Cuando llegó al lugar elegido, comenzó a hacer con la barra de hierro agujeros en la tierra, donde metía las bellotas y las recubría. Sembraba árboles de roble. Le pregunté si esa tierra le pertenecía. Me respondió que no… Imaginaba que eran tierras comunales, o de propietarios desinteresados. Le era indiferente saber o conocer quiénes eran sus dueños. Su misión era sembrar cien bellotas por día con dedicación y esmero… Se había dado cuenta de que ese país se deterioraba y moría por falta de árboles, y no teniendo nada más qué hacer, decidió intervenir y tratar de mejorar la situación. Este solitario pastor pensaba sembrar árboles de haya, y para esto había montado cerca de su casa un vivero con hayucos que crecían naturalmente, protegidos de sus ovejas por un alambrado. También creía que los abedules era mejor sembrarlos en las partes bajas de los valles, donde había descubierto una cierta humedad a pocos metros de la superficie del suelo, que favorecería su crecimiento […]”.

Hasta aquí este fragmento nos muestra cómo no es tan difícil ser ecologista; cualquier persona puede serlo, solo tiene que tener ganas de plantar especies autóctonas con el fin de restaurar en alguna medida la gran devastación que el consumismo exacerbado ha provocado en la naturaleza y los paisajes de nuestros campos. Este pastor, al quedarse solo tras la muerte de su hijo y de su mujer, se dedicó a ello completamente.
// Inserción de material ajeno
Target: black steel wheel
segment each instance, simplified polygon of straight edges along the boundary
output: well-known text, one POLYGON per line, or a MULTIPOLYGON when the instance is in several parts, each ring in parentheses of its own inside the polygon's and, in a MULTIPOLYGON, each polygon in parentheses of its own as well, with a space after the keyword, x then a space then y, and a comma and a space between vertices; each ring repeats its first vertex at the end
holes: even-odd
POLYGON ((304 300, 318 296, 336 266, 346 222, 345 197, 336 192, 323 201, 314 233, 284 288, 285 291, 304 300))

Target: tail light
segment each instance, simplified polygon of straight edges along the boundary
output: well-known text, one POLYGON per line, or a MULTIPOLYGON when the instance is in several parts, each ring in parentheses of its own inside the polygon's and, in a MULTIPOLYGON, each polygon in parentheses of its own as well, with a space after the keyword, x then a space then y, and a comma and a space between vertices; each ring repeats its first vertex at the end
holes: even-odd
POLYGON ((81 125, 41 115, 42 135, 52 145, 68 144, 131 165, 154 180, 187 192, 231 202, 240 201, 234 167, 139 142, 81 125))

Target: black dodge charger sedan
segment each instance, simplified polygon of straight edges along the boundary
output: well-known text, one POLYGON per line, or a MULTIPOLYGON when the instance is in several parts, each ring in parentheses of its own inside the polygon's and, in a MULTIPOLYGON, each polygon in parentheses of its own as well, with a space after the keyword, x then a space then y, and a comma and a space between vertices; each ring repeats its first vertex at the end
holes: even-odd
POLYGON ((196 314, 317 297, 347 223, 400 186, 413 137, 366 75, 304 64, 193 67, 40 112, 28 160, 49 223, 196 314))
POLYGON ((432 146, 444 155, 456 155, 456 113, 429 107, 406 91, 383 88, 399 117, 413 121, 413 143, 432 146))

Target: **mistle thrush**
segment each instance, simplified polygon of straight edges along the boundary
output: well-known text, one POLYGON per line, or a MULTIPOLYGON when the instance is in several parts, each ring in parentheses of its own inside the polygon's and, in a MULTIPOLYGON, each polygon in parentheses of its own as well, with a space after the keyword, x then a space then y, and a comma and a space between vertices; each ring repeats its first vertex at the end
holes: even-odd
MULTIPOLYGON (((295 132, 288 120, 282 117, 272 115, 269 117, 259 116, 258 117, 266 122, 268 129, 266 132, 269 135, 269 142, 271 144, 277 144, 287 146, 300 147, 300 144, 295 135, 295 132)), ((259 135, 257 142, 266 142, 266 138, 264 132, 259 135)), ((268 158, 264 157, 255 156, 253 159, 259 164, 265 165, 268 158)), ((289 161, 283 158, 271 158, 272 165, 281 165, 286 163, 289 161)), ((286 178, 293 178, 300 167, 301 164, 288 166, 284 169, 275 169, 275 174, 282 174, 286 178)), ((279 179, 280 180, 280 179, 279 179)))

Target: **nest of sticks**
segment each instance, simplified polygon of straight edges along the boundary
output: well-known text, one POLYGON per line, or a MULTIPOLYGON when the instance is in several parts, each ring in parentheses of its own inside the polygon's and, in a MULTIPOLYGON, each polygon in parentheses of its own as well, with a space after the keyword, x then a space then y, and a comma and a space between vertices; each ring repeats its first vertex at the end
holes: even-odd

Al cabo de los años, el narrador de la historia volvió a encontrarlo donde lo halló la primera vez, pero a su alrededor había un inmenso bosque en el que habían vuelto a brotar los manantiales antiguos; aquellos que el narrador había encontrado secos cuarenta años antes. Tampoco aquí hay que pensar en grandes obras hidráulicas ni canalizaciones para obtener agua, más bien hay que empezar a actuar: “restaurar” la naturaleza y que vuelva a surgir lo que estuvo allí siempre antes de se devastara con el cemento, con la agricultura y la ganadería industrial…

“Maravillado viendo el paisaje, continúa el narrador, confirmaba que el viento polinizador y las abejas esparcían semillas en el aire, el agua comenzaba a brotar, aparecieron arboledas de sauces, de mimbres, enredaderas, jardines y flores que perfumaban y embellecían el ambiente e invitaban a los espectadores a querer compartir ese hálito de vida. Este cambio había sido tan sutil, que ni siquiera los cazadores que perseguían liebres o jabalíes en aquella soledad de las montañas, se habían percatado del bosque. Habían visto germinar pequeños árboles, pero lo atribuían a procesos normales de la naturaleza. Ignoraban la grandeza y generosidad del trabajo de este hombre…

Cuando pienso que un solo hombre, con sus limitados recursos físicos y morales, fue suficiente para sembrar de verde un desierto, debo admitir que, a pesar de todo, la condición humana es admirable…”.